3. — La Classification, clé de voûte de la Pensée et du Document.

a) L’Humanité est a un tournant de son histoire. La masse des données acquises est formidable. Il faut de nouveaux instruments pour les simplifier, les condenser ou jamais l’intelligence ne saura ni surmonter les difficultés qui l’accablent, ni réaliser les progrès qu’elle entrevoit et auxquels elle aspire.

b) La Connaissance primitive, l’Activité primitive, la Sensibilité primitive, étaient fort simples, et elles étaient étroitement liées. La Langue créée alors fut un moyen d’exprimer les unes et les autres. Elles ouvrent à l’homme l’horizon nouveau et la possibilité de vaincre les premières difficultés. La langue en effet, lui donna un moyen de perfectionner la Pensée intérieure et la mémoire. Elle mit en sa possession un instrument grâce auquel il put déterminer en quelque sorte toutes les choses à sa portée, les évoquer, les analyser, les combiner. L’Écriture fut inventée, autre moyen de s’exprimer, idéographiquement d’abord, alphabétiquement ensuite. La Logique se constitua parallèlement à la Grammaire et à la Littérature écrite. Il advint que les mots se formèrent séparément, mais tous s’interfluençant et constituant le système de la langue.
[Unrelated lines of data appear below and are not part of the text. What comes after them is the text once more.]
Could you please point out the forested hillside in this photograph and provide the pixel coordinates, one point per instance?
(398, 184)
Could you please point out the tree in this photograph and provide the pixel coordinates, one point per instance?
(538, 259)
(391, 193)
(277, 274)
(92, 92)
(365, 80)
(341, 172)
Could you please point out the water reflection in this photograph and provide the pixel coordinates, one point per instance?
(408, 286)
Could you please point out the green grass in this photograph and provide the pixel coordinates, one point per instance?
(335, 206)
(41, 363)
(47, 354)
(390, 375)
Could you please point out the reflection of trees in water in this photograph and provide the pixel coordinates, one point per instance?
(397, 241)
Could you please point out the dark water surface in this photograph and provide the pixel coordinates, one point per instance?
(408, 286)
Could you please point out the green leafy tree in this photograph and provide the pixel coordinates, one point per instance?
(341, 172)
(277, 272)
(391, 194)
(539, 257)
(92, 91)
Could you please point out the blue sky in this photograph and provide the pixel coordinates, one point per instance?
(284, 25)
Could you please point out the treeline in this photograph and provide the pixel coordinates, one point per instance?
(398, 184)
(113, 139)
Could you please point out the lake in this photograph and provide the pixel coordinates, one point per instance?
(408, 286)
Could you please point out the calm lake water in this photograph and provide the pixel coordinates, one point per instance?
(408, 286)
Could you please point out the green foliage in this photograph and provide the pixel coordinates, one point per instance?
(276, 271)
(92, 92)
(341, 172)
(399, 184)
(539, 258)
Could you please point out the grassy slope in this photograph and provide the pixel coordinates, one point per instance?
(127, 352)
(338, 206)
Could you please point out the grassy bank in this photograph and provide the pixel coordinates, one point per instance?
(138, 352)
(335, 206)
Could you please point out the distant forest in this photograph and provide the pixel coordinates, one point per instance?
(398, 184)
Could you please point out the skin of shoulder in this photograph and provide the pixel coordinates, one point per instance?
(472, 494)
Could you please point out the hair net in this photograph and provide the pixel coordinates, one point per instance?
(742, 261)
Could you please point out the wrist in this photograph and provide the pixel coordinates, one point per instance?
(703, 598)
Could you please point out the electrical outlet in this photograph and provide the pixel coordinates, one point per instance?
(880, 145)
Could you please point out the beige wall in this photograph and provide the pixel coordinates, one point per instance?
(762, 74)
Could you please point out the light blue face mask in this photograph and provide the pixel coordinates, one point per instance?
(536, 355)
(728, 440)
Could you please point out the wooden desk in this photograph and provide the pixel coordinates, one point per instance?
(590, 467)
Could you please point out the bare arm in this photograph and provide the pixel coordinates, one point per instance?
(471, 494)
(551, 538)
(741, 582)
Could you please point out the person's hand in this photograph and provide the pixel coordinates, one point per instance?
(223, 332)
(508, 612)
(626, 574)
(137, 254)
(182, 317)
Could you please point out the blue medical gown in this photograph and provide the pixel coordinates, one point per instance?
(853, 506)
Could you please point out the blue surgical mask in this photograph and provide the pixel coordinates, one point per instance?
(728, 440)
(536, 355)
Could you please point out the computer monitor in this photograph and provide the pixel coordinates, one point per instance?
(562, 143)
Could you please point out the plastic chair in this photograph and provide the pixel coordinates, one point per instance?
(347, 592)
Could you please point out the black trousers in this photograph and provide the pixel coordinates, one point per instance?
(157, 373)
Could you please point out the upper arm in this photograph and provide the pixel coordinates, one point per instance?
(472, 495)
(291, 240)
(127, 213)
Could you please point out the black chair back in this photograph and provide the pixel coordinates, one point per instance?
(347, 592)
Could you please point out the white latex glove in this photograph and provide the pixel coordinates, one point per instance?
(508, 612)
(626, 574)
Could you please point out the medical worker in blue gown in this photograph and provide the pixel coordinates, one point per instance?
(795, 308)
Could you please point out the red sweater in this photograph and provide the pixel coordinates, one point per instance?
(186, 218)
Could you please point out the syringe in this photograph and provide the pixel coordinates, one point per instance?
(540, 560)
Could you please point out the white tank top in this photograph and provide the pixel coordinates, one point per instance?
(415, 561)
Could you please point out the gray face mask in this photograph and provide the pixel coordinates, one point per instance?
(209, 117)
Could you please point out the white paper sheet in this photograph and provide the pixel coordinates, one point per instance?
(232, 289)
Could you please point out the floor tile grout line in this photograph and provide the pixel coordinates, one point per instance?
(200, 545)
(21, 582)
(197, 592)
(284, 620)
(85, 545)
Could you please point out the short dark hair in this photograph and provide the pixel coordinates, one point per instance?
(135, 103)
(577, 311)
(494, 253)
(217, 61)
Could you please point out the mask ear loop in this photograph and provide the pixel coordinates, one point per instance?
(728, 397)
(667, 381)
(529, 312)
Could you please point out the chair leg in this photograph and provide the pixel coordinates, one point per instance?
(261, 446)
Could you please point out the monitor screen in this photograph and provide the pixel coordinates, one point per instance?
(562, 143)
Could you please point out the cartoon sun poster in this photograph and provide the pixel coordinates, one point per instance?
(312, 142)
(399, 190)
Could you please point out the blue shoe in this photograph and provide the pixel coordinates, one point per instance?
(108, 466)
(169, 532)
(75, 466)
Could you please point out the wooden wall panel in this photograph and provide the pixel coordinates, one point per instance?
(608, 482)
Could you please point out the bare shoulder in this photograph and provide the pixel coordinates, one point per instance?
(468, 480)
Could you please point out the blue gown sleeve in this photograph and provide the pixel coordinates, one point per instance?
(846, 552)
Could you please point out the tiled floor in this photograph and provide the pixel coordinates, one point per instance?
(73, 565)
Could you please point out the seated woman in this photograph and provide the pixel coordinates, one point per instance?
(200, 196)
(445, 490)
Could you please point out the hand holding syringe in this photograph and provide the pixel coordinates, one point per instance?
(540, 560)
Après un long temps, l’examen seul de son langage amena l’homme à constituer sa Science et sa Philosophie. Un jour vint où la Méthode s’affirma et par elle le moyen régulier d’examiner les choses en elles-mêmes, d’en découvrir de nouvelles, de refouler le langage au deuxième plan. La Systématisation des connaissances en fut accrue. La Terminologie scientifique fit ses premiers progrès et l’écriture alphabétique apparut insuffisante au point de faire place à la Notation et à la Figuration, au Systématique. La Mesure, c’est-à-dire la comparaison précise et exprimée en nombre fit son entrée et par elle les sciences se modelèrent peu à peu sur le type des Mathématiques, faisant place au calcul et revêtant la forme déductive. Cependant s’affirma la Technique, terme qui dans son sens large signifie les applications des sciences aux problèmes de la vie. L’Activité pure en fut entièrement transformée. Elle se fit raisonnée, englobant des ensembles de plus en plus larges. Par l’Organisation, la Standardisation et la production en séries elle accrut son Efficience.

c) Telle est à larges traits, l’esquisse de l’évolution accomplie, véritable déterminisme des faits, liés les uns aux autres et s’engendrant les uns les autres.

Le moment actuel est caractérisé par l’existence simultanée de tous les éléments successivement acquis. Il est marqué aussi par la nécessité de les faire dominer par quelque idée ou formule d’ordre supérieur. Si cette idée n’intervient, le risque est grand, de voir ces éléments dispersés, opposés, contradictoires, l’impossibilité apparaît aussi si on laisse les choses aller d’elles-mêmes, de pouvoir réaliser les grands progrès entrevus. C’est dire que notre époque veut ardemment la Synthèse. Elle est convaincue de l’unité fondamentale des choses et de l’inter-dépendance de tout ce qui les compose. Elle sait que, quelle que soit la structure et la consistance de la réalité, elle ne peut saisir ni concevoir celle-ci qu’à travers son propre esprit dont la loi suprême est l’unité. À priorité, sa doctrine est donc l’Universalisme, c’est-à-dire un système qui embrasserait toute chose. Universalisme pour la

  1. Sur les transformations du livre et son avenir, voir la mémoire Paul Otlet dans le Festchrift du Musée Gutenberg, Mayence 1925.